My personal favorite. The memories I have of hiking, biking, and driving through National Parks were made more special because of the people who traveled beside me. And let me be very honest: not all moments were pretty. On Father’s Day, we hiked over 8 miles of serious elevation gain and switchbacks in Grand Teton, an in and out hike . . . which had ups and downs on the way in and out. With three boys ages 7, 9, and 10. By the end of the hike, one kid proclaimed he was dying of thirst and tried to drink out of a stream when we were about 50 yards away from the end of the trail, just steps away form the parking lot with a car full of water. There were tears, and whining, and at one point I carried a back pack on my front and a child on my back. But it was an amazing day that I will never forget for as long as I live. We ate our picnic lunch beside the most beautiful waterfall. Our boys had a snowball fight in t-shirts with the little snow that had yet to melt. We saw marmots and butterflies and the most gorgeous evergreen trees I’ve ever seen. It was worth it.
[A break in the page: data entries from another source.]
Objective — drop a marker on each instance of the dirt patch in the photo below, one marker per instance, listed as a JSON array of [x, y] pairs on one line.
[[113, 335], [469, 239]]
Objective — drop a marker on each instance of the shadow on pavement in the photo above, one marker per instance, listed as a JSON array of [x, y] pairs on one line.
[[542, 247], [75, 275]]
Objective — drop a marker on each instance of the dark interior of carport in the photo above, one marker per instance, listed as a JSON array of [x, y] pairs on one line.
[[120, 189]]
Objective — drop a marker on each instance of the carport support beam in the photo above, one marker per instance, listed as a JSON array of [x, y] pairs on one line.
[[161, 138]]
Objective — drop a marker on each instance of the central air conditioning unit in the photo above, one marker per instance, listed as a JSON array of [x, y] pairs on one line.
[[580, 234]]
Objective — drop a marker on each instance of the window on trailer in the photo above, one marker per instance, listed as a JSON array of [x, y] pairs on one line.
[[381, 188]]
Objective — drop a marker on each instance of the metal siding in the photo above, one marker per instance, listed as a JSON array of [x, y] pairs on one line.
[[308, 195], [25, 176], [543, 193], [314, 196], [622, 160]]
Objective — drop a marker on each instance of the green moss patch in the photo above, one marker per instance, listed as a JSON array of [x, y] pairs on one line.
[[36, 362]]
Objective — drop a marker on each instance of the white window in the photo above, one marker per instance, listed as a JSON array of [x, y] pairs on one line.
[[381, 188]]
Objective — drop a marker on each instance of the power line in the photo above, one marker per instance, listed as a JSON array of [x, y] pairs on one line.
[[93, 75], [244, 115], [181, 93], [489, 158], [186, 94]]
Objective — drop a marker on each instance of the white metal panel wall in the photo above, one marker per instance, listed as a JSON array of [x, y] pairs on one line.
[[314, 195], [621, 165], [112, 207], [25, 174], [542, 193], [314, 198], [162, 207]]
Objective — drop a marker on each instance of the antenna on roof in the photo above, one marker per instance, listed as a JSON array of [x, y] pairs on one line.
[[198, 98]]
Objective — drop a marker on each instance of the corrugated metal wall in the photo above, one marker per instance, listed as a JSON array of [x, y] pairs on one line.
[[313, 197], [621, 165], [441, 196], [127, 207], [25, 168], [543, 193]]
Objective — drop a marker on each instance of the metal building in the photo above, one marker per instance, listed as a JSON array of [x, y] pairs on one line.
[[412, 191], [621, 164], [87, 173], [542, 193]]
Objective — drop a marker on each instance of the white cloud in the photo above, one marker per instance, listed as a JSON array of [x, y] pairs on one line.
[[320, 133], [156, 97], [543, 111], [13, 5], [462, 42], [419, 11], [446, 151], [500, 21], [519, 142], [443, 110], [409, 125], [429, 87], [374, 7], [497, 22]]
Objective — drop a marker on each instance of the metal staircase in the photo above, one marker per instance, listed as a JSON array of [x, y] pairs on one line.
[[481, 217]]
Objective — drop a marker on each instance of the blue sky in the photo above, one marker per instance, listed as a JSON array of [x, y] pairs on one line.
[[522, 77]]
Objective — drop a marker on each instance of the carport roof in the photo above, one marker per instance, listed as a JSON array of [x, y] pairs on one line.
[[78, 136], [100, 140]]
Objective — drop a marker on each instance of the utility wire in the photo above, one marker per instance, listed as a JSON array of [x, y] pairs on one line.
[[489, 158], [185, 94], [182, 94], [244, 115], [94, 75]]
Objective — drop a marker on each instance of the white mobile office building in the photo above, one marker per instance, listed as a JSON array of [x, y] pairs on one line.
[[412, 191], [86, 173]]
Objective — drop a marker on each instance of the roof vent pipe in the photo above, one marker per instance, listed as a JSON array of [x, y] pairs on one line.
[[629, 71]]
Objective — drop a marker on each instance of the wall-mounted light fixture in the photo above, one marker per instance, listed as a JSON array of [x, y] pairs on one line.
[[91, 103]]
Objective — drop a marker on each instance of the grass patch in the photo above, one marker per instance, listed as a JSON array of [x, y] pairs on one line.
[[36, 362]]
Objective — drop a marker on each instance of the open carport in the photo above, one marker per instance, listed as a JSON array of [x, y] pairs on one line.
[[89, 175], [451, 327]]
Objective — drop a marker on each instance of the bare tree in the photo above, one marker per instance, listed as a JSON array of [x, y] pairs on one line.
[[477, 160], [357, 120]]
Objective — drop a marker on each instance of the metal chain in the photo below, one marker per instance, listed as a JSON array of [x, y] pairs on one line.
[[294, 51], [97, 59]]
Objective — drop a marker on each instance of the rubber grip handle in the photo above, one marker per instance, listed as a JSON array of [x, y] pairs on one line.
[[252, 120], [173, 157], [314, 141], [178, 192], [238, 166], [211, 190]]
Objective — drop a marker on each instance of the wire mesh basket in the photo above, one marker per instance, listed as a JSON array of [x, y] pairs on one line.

We went off the beaten path. We experienced nature in ways I’ve only read about in books or watched on PBS documentaries. And we did it together. At every park, we had our bright moments and some not so bright moments. There were some real challenges for us on those hikes, particularly for some little legs who walked long miles. But the fact that we were able to experience it together made the view from the top that much sweeter.

Published in memoirs
4 Comments
  1. Kristin Dennis 2 years ago

    Being outside with nature does change a person! Love this post Lauren and always love reading about your adventures. Keep ’em coming! xo

  2. Stacia Stall 2 years ago

    @lauren-gayeski You inspire me! Keaton would die to get to Yellowstone. Between Old Faithful and the potential for bison. That would be fun.

    • Author
      Lauren Gayeski 2 years ago

      @staciastall Your boys would LOVE it. When we went, I thought Old Faithful was going to be my favorite part, but the whole park is so wild and other world like, it was just one part of an amazingly diverse landscape. It was incredible. I can’t wait to go back one day:)

  3. Stacia Stall 2 years ago

    @lauren-gayeski you plan the next trip and we’ll just hop on for the ride!